Кузьмин руководил пленными своего барака. Двое стояли с лопатами у кучи песка за сортиром. Две пары таскали носилки на плац и обратно, остальные смешивали воду с песком в лужах, загружали эту грязь, чтобы ее унесли с плаца.
Комендант в начищенных до зеркального блеска сапогах прохаживался среди всей этой сумятицы по специально проложенной для него дорожке из досок.
– Быстрей, ленивые свиньи! – покрикивал он на пленных.
В руках у Гросса подрагивала длинная плеть с деревянной ручкой. Когда ему казалось, что кто-то ленится, он размахивался и стегал по спинам. В полоски сыромятной кожи были вплетены свинцовые грузики. Удары получались хлесткими и болезненными, если приходились по голому телу, то вслед за плетью полосками сдиралась кожа.
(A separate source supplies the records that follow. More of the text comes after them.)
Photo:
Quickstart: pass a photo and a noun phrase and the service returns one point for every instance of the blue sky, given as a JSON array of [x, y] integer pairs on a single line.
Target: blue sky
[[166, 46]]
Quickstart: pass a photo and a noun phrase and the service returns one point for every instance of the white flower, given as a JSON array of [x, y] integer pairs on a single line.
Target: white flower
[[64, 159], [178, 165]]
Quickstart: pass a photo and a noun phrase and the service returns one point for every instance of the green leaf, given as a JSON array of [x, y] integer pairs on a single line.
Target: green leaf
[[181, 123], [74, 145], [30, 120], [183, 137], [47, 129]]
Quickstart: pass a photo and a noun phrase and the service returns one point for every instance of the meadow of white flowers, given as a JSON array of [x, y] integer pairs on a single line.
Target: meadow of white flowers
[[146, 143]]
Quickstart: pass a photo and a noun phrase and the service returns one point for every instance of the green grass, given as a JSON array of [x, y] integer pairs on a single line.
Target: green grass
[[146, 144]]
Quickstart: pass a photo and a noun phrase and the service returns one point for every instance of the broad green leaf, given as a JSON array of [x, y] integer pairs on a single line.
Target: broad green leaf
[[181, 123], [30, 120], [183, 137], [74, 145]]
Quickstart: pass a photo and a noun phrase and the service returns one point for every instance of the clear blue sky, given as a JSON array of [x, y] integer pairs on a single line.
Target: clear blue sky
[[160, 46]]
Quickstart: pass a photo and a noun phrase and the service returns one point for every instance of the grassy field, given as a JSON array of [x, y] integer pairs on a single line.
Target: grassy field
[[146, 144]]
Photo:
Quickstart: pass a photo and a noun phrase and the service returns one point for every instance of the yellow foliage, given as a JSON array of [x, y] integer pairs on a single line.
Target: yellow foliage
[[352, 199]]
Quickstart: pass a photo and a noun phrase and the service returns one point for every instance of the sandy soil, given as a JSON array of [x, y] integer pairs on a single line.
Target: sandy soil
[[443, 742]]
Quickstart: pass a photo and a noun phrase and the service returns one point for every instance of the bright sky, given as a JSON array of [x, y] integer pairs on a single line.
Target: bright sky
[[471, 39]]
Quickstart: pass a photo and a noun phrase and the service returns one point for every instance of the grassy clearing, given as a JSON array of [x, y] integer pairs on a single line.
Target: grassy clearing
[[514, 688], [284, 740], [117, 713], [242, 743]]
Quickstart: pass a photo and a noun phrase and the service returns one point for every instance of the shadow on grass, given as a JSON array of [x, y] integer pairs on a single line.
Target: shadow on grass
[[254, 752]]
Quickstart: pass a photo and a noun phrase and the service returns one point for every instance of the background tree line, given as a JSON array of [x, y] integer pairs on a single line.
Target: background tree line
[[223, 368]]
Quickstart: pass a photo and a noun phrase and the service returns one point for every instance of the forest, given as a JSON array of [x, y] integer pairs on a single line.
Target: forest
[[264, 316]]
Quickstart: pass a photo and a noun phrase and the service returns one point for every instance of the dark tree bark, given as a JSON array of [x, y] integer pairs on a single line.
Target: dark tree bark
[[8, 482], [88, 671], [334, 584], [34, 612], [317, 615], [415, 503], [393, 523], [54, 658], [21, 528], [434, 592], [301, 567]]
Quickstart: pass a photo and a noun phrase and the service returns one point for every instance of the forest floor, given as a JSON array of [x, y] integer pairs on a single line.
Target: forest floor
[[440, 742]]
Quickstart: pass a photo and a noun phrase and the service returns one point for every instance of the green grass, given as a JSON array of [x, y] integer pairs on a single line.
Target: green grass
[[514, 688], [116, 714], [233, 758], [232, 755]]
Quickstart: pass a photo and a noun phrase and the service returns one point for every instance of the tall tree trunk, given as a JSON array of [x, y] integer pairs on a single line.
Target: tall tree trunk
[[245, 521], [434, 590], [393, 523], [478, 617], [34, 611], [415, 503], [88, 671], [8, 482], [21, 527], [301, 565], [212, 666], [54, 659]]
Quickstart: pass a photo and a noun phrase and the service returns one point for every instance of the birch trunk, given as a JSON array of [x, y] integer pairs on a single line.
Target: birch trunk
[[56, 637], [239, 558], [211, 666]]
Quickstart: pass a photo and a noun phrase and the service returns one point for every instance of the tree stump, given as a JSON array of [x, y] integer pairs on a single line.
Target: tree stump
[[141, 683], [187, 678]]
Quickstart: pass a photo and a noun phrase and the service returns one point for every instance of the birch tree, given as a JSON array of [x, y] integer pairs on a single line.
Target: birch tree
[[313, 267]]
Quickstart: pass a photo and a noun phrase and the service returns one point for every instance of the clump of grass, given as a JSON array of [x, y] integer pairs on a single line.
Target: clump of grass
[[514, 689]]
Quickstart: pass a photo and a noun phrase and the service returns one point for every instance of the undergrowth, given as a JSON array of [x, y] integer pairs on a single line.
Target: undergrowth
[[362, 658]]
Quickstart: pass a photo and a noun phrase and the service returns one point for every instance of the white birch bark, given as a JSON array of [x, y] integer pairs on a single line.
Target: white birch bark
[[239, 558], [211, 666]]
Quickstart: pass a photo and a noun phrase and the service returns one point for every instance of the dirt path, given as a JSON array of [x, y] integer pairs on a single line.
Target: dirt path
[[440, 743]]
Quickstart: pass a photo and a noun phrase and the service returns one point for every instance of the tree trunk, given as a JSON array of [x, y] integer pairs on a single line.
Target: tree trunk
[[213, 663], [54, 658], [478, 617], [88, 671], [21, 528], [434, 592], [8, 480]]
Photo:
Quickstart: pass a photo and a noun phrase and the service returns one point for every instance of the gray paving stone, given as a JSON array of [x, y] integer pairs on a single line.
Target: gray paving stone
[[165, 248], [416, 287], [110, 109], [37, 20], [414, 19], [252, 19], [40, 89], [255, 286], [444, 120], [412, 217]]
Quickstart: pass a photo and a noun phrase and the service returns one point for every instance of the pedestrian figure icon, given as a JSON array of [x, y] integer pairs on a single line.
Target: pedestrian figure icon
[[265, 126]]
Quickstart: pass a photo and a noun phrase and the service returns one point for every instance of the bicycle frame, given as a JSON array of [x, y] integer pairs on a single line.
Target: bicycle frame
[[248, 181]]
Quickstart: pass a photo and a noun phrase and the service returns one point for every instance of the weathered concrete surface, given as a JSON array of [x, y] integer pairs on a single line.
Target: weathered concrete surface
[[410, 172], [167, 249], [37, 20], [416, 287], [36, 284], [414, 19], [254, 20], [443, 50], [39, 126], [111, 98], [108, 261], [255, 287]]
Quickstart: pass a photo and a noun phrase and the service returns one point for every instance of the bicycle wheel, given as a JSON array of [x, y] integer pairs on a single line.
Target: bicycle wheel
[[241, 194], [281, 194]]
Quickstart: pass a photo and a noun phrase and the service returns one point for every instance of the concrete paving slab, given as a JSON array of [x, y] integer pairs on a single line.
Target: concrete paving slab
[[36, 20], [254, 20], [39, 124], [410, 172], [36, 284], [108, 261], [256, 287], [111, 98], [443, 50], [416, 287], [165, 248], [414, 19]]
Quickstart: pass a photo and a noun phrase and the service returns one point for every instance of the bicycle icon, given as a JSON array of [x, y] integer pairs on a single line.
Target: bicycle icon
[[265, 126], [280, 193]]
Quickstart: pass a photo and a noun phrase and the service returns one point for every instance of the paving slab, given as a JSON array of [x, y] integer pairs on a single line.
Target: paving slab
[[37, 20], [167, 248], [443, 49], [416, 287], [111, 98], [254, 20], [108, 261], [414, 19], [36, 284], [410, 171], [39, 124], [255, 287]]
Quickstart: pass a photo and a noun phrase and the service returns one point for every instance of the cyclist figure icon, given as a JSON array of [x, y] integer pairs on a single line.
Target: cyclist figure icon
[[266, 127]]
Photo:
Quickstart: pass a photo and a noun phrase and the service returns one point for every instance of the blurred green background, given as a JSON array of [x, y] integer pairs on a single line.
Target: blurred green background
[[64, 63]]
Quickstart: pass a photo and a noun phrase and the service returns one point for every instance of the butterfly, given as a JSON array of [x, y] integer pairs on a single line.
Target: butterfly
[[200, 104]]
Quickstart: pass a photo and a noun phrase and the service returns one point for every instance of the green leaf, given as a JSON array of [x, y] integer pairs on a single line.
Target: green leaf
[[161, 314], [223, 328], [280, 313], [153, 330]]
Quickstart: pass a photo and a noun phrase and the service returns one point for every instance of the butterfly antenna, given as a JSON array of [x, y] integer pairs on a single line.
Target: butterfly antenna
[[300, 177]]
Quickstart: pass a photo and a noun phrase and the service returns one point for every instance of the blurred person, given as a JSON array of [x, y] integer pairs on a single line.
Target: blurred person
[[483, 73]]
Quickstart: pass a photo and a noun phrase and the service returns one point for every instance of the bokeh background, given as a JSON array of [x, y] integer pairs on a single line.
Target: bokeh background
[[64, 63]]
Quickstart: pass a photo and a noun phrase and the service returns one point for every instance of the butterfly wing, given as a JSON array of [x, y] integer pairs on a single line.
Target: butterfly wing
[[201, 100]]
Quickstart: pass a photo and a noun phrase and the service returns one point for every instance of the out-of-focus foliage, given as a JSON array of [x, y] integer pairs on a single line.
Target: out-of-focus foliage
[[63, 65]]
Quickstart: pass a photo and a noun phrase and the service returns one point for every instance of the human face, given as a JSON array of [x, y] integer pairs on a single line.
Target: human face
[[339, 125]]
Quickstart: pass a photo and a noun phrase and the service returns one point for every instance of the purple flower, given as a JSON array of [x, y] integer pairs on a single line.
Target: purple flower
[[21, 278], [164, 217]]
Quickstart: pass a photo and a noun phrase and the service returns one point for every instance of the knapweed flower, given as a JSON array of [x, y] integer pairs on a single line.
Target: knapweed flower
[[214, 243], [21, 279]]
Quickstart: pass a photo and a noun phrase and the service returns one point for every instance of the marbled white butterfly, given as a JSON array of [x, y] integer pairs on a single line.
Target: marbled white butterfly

Кузьмин работу организовал правильно, его люди почти справились с заданием – осушили отведенный им участок плаца. Пленные уже зачищали дно лужи от грязи. С лопатой в руках работал и сам Аверьянович.
Комендант как раз проходил мимо.
– Гут, зер гут, – похвалил он.
Лезвие скользнуло, срезав тонкий слой грязи, и тут сердце у Кузьмина обмерло. Под лопатой открылась дырка, уходящая в глубь земли, в нее сыпался песок. Он сразу же сообразил, что это дождевая вода промыла канал к подкопу. Ведь с подкопом шли наугад, не всегда могли угадать с глубиной. Рядом с ним работали другие пленные, но никто из них еще не заметил этой предательски появившейся дырки. Комендант смотрел на Кузьмина и улыбался. Секунды решали все. Аверьянович картинно приложил руку к сердцу, выпустил лопату и осел, закрыв собой дырку в земле.